Numa mesma coluna poderiam existir várias fontes e tamanhos de texto.
E, por vezes eram inseridos pequenos fragmentos de publicidade no meio do
texto.
A revista Zang TumbTumb feita por Marinetti foi dos primeiros exemplos destas
palavras livres e soltas, destas palavras imagens. A capa da revista era baseada
nas formas das ondas de choque dos explosivos de alta potência e num
aeroplano de voo. Marinetti esteve na guerra, presenciou todos aqueles ruídos,
todas aquelas explosões, e o que fez foi desenhar com as letras as
formas e os ruídos.
As letras não são apenas símbolos alfabéticos,
conforme a sua posição na página, a sua cor, o seu peso,
ela transmite-nos algo diferente.
Com as palavras livres temos: imagens telegráficas, vibrações
máximas, gestos de pensamentos, variações de cores, sensações
de dimensão, de peso, de velocidade, e de ritmo.
A partir daqui não irão humanizar a natureza atribuindo-lhe
sentimentos humanos. E os itálicos eram usados para todas as palavras
que expressassem a vida pequena e molecular.

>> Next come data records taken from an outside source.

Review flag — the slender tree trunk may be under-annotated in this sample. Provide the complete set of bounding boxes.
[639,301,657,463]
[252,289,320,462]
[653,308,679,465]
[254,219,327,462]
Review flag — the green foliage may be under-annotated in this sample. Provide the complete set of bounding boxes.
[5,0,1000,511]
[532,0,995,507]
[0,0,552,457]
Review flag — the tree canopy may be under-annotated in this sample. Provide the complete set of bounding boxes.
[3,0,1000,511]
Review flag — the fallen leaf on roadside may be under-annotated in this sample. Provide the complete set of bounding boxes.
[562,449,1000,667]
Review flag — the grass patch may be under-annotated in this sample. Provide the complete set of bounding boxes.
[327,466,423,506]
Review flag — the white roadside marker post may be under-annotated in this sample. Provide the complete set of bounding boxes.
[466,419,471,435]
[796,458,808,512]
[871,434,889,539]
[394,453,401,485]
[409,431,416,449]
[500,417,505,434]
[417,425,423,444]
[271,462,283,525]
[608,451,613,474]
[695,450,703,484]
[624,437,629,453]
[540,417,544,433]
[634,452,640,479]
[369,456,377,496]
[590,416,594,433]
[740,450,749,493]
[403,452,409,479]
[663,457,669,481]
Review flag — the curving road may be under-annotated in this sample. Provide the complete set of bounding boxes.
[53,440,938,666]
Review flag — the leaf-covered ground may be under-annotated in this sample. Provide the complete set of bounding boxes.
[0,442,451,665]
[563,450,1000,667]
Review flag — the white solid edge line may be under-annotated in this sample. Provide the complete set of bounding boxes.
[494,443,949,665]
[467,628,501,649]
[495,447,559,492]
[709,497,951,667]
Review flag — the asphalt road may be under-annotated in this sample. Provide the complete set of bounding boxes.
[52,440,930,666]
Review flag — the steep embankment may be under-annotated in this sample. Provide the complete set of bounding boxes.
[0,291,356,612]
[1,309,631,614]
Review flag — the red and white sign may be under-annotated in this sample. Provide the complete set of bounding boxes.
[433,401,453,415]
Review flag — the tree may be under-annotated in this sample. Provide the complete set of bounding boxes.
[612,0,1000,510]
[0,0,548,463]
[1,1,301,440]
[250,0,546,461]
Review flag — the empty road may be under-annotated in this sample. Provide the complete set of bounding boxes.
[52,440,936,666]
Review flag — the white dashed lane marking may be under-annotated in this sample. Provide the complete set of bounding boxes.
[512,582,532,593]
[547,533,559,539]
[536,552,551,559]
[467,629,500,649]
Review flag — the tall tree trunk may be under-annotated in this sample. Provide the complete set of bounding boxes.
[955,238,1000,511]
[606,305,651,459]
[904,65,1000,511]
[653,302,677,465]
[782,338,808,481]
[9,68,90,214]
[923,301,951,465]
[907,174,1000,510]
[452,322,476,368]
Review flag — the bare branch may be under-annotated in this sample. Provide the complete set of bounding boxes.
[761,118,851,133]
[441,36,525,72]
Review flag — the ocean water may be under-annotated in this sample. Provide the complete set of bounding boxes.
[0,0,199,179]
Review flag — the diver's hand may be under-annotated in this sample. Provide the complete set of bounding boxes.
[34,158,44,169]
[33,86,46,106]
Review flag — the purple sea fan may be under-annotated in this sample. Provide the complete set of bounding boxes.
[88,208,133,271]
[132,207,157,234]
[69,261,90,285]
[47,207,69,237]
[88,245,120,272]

No manifesto existe uma parte da revolução tipográfica,
para mim em todo o manifesto refere-se à revolução tipográfica,
em que fala que esta começou com a renovação de um livro
do século XVII, em que utilizam na mesma página três ou
quatro cores, e uma vinte fontes diferentes se for necessário. Vão
usar itálicos para descrever sensações rápidas
e bolds em onomatopeias violentas.
Esta revolução tipográfica e esta variedade de cores
redobra a força expressiva das palavras, e as palavras são a
ilustração dos conceitos.
O design gráfico futurista pode-se encontrar em livros de poesia, literatura,
revistas, folhetos e livros.
A produção e distribuição em massa fez com que
o manifesto influenciasse a tipografia internacionalmente, como por exemplo,
o russo El Lissitzky.
Os futuristas russos viam os livros como obras de arte e incluíam partes
feitas à mão, sendo feitas poucas cópias dos seus livros.
As palavras e os versos eram livres e estes constituíam ritmos musicais. Os espaços brancos eram o silêncio.
Os futuristas glorificavam aspectos da vida do mundo moderno, tal como a velocidade, os motores dos carros, os aviões, a guerra, o barulho, os sons das cidades europeias.
Existem
várias revistas e jornais futuristas, tais como a revista Lacerba,
Campo Gráfico (a primeira foi impressa em 1933), que reunia uma nova
geração de designers italianos, sendo Edoardo Persico o membro
mais importante e que pertencia também, à revista Casabella.
Futurismo era o nome de um jornal.
Depero futurista, de Fortunato Depero foi um dos livros essenciais para a
promoção do futurismo e Design Gráfico. Este era um livro
de anúncios publicitários.
O futurismo prolonga-se na publicidade e incluí, também, a própria publicidade na literatura. Os futuristas eram eles próprios publicitários deles próprios, eles promoviam-se através dos seus trabalhos. Era um modo de prolongar e divulgar as suas ideias. Por isso aceitaram a publicidade como manifestação da vida moderna.
The
influence of the futurist style in every medium and creative area of publicity
is evident, decisively and categorically - I see it on every street corner,
on every space reserved for advertising, more or less plagiarized or stolen,
with more or less inteligence, more or less taste - my dynamic colours, my
cristalline and mechanical style, my flora, fauna, fauna and metallic, geometric
and imaginative human beings are widely imitated and exploited - I am delighted.